Given the tool's complexity, does the description cover enough for an agent to succeed on first attempt?

Given the tool's moderate complexity (3 required parameters, no output schema, no annotations), the description is quite complete. It covers purpose, parameters with examples, and return format. However, without annotations or output schema, it could benefit from more behavioral context about how the search works and what the returned dictionaries contain.

Complex tools with many parameters or behaviors need more documentation. Simple tools need less. This dimension scales expectations accordingly.

Parameters5/5

Does the description clarify parameter syntax, constraints, interactions, or defaults beyond what the schema provides?

The description provides excellent parameter semantics beyond the 0% schema coverage. It clearly explains each parameter's purpose with concrete examples: 'uf: Sigla do estado (ex: SP, RJ)', 'cidade: Nome da cidade (ex: São Paulo)', and 'logradouro: Nome da rua, avenida, praça etc (ex: Praça da Sé)'. This fully compensates for the lack of schema descriptions.

Input schemas describe structure but not intent.

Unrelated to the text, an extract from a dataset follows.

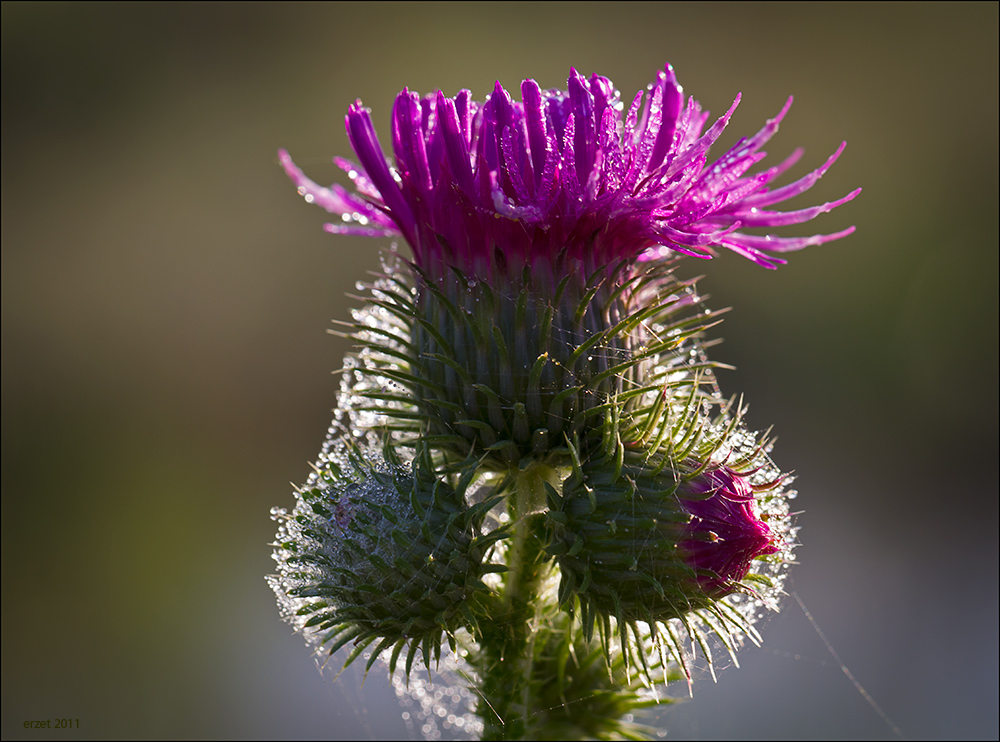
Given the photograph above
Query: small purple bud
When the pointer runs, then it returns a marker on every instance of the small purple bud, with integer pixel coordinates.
(724, 534)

Descriptions should explain non-obvious parameter relationships and valid value ranges.

Purpose5/5

Does the description clearly state what the tool does and how it differs from similar tools?

The description clearly states the tool's purpose with specific verb ('Busca') and resource ('CEPs associados a um logradouro'), including the required geographic context ('em uma cidade e estado'). It distinguishes itself from the sibling 'buscar_cep' by specifying it searches for multiple CEPs associated with a street rather than a single CEP.

Agents choose between tools based on descriptions. A clear purpose with a specific verb and resource helps agents select the right tool.

Usage Guidelines4/5

Does the description explain when to use this tool, when not to, or what alternatives exist?

The description provides clear context for when to use this tool (searching for all CEPs associated with a street in a city/state). It doesn't explicitly mention when NOT to use it or name alternatives, though the distinction from 'buscar_cep' is implied by the different functionality described.

Agents often have multiple tools that could apply. Explicit usage guidance like "use X instead of Y when Z" prevents misuse.